Mengurai Akar Masalahnya
Kini kita dituntut untuk hidup berdamai dengan corona, padahal virus ini masih menabuh genderang perang. Agaknya kita perlu mengais meemori saat negeri ini pertama kali berjumpa dengan corona. Saat wabah ini muncul di Wuhan, bumi pertiwi masih santai tak bereaksi apa-apa, saat virus itupun menjangkiti beberapa negara, negeri kita masih nyantai tidak ada rasa kekhawatiran dan cenderung pada kebijakan-kebijakan yang justru mengundang masuknya virus bahkan menjadikannya sebagai bahan guyonan padahal negara tentangga mulai mengantisipasi meluasnya penyebaran pandemi ini. Terkesan tidak ada persiapan dan langkah srategis.
Akhirnya kasus corona pertama ditemukan tanggal 2 Maret dan terus meningkat beberapa hari kemudian. Tak ayal sikap santai diawal harus dibayar mahal dengan lonjakan kasus yang cukup tinggi. PSBB pun dinilai lebih baik daripada lockdown untuk menekan penyebaran virus. Kebijakan PSBB ini pun ternyata belum optimal, saat rakyat diminta untuk #dirumah aja ternyata tidak ada bantuan yang datang. Padahal rakyat pun butuh makan, hingga rakyat memilih mengais rezeki di tengah pandemi demi memenuhi kebutuhannya.
Belum lagi, dengan kebijakan pelarangan mudik tapi membolehkan untuk pulang kampung, pengabaian terhadap KBBI memang. Maksud hati ingin menekan penyebaran virus, apa daya tuntutan ekonomi lebih menggiurkan. Dibukalah kembali bandara dan terminal padahal virus tidak mampu membedakan mana yang mudik dan mana yang pulang kampung hingga terjadi lah penambahan kasus positif diberbagai daerah.

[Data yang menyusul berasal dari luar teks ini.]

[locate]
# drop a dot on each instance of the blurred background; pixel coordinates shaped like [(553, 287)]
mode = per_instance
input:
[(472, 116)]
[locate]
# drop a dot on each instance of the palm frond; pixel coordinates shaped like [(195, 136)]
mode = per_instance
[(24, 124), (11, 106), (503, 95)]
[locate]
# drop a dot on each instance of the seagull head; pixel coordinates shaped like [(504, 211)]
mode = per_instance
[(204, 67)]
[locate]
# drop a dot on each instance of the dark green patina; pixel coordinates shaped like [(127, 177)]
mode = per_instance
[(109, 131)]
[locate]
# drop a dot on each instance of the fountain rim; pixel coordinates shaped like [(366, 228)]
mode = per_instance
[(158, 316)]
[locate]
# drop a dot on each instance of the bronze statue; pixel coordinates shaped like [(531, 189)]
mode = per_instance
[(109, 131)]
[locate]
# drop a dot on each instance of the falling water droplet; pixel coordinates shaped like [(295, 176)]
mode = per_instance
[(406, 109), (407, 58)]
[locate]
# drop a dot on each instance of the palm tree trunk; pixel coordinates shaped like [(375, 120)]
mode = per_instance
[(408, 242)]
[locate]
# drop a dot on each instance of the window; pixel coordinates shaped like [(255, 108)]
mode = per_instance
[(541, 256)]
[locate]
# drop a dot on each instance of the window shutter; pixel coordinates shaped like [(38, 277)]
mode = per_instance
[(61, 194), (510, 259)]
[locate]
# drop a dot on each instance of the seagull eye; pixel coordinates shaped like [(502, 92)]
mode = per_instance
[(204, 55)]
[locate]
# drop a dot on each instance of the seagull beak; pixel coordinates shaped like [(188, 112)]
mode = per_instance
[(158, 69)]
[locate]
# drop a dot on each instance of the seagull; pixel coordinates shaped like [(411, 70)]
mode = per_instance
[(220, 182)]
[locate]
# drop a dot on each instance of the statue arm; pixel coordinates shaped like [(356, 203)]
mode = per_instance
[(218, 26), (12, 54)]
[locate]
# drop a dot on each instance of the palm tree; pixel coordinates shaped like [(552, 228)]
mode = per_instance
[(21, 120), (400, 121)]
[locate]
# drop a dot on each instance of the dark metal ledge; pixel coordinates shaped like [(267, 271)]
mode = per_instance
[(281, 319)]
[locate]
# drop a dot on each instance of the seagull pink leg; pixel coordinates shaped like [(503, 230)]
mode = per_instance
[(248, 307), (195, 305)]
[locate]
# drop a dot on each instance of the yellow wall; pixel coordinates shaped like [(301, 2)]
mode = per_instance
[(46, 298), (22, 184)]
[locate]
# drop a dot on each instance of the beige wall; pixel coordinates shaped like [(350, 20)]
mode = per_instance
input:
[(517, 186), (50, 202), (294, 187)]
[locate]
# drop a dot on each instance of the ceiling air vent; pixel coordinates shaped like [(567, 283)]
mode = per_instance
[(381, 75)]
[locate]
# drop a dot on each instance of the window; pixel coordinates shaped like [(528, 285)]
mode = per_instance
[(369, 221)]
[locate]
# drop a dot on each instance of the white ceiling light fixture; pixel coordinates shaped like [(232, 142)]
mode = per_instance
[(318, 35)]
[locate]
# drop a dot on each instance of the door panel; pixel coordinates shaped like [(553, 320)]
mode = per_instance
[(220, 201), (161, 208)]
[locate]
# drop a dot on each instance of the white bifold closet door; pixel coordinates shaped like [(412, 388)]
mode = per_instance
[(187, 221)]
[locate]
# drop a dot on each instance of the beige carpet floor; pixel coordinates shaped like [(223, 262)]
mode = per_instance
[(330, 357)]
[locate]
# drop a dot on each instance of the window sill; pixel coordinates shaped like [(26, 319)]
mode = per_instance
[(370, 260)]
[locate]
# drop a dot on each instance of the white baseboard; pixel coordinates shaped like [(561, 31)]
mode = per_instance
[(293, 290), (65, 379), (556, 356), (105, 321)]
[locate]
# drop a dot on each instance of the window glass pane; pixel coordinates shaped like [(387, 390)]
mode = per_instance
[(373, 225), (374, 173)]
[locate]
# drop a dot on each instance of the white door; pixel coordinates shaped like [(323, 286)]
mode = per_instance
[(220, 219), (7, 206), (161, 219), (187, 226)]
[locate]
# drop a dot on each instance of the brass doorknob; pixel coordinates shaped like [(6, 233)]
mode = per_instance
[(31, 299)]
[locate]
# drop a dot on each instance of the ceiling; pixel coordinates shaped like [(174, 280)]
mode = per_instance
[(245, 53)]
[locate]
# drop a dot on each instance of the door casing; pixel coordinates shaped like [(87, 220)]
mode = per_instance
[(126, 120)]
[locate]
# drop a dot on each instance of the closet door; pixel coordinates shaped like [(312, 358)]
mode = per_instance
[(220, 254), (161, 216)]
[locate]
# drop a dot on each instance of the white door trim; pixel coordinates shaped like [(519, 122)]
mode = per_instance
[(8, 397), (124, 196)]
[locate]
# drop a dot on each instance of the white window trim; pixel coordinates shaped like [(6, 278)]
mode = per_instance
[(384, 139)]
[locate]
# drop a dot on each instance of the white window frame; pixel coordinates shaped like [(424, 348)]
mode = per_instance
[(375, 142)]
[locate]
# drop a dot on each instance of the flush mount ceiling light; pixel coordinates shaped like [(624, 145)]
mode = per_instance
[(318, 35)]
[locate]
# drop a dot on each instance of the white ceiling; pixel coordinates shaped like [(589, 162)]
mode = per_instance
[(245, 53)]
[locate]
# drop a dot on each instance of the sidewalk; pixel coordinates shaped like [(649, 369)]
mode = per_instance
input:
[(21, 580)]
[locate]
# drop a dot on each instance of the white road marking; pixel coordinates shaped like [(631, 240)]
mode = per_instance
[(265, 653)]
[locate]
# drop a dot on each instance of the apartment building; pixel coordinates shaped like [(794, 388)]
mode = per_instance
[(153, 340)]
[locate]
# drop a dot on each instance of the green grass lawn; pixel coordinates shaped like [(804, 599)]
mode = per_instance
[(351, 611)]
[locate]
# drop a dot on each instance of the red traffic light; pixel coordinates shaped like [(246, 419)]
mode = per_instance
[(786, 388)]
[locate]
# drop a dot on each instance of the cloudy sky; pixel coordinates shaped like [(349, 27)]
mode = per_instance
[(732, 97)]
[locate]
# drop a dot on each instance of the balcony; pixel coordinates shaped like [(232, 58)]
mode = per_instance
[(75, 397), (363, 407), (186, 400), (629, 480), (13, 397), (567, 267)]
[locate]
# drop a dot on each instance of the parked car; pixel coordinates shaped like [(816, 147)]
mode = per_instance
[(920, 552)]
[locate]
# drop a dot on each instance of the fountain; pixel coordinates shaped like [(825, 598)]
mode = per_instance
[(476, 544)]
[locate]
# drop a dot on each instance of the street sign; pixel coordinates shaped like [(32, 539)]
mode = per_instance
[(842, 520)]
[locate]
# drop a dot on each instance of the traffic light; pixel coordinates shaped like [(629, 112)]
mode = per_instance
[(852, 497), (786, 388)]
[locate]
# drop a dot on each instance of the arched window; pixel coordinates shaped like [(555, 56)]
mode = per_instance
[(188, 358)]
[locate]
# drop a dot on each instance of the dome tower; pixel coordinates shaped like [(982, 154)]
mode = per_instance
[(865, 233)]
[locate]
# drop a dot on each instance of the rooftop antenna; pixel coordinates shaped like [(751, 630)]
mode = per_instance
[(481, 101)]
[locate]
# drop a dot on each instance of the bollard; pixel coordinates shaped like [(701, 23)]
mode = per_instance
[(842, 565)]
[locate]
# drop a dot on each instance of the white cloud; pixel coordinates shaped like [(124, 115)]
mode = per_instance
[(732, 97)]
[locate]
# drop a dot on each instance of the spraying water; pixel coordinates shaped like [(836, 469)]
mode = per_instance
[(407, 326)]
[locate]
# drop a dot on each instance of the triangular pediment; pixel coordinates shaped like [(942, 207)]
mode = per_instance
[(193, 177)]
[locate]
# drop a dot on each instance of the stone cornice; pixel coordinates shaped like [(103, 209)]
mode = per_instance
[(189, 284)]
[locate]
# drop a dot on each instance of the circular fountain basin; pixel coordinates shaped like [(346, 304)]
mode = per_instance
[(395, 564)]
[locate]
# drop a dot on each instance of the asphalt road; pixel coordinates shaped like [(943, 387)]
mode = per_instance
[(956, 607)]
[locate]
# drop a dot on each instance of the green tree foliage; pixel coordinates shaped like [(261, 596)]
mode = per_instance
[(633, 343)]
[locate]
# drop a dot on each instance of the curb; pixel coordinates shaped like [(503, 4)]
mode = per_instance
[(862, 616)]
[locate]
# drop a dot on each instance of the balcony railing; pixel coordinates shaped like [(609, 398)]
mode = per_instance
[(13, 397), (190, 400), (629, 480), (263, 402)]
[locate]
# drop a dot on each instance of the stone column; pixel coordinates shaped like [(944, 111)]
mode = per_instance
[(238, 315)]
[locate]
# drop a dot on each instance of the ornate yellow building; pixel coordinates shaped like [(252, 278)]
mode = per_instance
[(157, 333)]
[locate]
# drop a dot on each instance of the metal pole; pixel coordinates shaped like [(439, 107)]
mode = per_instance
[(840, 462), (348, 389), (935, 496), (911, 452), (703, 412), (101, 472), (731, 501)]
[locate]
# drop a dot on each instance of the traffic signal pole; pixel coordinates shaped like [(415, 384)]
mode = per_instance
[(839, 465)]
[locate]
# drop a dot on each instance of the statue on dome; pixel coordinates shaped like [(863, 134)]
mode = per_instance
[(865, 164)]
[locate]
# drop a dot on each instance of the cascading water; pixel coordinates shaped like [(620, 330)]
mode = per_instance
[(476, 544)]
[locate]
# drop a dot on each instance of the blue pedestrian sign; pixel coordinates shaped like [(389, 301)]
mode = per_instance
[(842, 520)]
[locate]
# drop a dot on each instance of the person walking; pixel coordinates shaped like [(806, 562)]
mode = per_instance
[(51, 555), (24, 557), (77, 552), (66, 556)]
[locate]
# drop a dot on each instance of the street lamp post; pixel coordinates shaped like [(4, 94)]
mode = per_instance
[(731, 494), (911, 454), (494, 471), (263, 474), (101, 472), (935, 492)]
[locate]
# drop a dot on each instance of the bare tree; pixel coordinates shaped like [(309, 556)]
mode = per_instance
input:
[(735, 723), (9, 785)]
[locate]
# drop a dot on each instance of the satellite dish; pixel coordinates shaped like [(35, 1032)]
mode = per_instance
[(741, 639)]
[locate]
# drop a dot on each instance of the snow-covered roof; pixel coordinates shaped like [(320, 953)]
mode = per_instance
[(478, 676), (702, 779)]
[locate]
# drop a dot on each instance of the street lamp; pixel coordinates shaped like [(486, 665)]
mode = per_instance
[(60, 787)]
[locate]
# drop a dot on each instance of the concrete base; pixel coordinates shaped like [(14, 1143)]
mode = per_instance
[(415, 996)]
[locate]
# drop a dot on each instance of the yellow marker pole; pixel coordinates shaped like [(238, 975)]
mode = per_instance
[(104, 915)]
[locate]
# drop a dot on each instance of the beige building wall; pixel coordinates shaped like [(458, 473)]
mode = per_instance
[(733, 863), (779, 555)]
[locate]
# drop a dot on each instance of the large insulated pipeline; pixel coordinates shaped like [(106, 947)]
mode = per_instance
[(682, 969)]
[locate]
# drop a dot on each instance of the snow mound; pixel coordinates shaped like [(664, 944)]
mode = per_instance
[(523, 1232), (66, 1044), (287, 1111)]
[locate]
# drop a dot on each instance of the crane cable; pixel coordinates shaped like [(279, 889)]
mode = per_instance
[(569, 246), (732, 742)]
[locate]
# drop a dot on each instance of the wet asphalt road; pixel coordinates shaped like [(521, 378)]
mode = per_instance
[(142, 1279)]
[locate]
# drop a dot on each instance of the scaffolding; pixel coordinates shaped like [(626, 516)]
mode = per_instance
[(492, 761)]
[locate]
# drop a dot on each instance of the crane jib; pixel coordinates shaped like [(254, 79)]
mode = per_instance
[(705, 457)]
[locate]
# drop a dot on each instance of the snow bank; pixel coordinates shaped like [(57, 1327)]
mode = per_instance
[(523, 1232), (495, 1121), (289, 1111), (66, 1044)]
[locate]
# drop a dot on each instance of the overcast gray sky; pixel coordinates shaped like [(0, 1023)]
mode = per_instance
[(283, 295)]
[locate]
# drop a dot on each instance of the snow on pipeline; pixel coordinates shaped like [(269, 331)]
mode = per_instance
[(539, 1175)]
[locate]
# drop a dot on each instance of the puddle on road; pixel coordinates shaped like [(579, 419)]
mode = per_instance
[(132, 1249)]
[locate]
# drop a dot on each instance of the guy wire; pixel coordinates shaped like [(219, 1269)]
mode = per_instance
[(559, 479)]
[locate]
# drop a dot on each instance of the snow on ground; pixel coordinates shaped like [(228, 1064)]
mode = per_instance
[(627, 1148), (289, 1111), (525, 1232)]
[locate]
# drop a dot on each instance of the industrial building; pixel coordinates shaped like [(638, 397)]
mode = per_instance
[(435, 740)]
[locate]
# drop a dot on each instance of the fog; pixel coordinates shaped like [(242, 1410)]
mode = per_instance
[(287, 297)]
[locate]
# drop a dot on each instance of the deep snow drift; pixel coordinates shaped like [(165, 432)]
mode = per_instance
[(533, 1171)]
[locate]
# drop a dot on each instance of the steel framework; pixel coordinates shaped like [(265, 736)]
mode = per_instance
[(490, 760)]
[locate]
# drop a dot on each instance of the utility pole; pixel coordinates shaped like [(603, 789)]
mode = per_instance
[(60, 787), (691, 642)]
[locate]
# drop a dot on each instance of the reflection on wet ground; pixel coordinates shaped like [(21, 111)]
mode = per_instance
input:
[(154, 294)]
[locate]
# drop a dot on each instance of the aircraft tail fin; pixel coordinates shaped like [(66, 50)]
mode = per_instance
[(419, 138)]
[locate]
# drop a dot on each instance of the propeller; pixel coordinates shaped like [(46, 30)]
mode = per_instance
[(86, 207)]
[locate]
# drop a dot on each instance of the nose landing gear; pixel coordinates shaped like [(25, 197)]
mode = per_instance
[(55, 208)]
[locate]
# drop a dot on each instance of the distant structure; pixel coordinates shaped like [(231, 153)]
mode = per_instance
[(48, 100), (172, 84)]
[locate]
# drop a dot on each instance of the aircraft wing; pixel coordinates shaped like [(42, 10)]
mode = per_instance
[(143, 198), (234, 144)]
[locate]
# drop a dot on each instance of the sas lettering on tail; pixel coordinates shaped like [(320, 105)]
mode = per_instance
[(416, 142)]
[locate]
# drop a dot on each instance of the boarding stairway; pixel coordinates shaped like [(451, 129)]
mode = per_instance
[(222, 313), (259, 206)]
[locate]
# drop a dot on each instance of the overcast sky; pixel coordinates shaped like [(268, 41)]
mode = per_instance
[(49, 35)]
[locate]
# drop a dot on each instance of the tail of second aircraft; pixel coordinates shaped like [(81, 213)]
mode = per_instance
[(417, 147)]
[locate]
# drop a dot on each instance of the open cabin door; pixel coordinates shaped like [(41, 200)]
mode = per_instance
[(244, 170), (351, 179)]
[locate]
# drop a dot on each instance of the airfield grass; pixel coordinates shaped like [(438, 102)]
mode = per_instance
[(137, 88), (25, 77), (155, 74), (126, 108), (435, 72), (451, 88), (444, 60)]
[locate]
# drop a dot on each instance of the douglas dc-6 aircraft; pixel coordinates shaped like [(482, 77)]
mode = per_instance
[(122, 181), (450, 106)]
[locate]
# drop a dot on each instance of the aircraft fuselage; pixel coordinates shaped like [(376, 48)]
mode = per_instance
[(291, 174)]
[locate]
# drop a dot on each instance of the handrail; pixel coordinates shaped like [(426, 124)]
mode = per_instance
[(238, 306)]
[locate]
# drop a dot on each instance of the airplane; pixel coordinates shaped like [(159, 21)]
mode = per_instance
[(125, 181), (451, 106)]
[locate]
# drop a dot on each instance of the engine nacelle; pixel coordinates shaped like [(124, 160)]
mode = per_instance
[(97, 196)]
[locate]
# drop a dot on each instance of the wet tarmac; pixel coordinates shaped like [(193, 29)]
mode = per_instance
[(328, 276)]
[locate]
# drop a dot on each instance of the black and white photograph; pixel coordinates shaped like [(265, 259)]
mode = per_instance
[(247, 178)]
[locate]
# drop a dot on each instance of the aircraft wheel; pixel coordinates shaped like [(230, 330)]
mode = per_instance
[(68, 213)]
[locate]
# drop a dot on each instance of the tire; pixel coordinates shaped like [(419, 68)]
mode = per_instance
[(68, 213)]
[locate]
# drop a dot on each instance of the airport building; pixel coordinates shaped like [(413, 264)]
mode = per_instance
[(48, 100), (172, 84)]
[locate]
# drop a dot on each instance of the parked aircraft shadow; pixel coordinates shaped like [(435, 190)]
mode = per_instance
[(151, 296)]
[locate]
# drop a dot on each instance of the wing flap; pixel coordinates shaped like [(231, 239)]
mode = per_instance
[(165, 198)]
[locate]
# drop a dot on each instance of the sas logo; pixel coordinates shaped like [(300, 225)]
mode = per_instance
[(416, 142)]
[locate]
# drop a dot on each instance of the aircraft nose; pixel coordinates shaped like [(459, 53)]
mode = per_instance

Kita tentu ingin segera keluar dari pandemi tapi tindakan tanpa perencanaan yang mantap tentu akan menimbulkan gelombang kekhawatiran yang baru. Kesiapan perlu dibangun, bukan tindakan gegabah yang dikedepankan. Wajar, sistem kufur kapitalisme memang tengah menjerat negeri ini, kepentingan para kapital menjadi fokus utama yang harus segera dipenuhi, rakyat dibiarkan berjuang sendiri berbekal masker dan sanitizer.
Selama #dirumahAja, ekonomi dunia mengalami guncangan hebat bahkan Dana Moneter Internasional (IMF) menyebut krisis pandemi Covid-19 terasa seperti perang, selama pandemi banyak perusahaan dan pabrik tutup, tidak beroperasi demi mengurangi penularan. Aktivitas ekspor dan impor melempem. Akibatnya produksi jadi mandek. Imbas lain, rantai pasokan ke berbagai negara pun ikut seret. Kegiatan usaha sepi berujung pada rusaknya pertumbuhan ekonomi dunia. Hal inilah yang membuat para kapital berusaha maksimal menggerakkan kembali ekonomi melalui new normal.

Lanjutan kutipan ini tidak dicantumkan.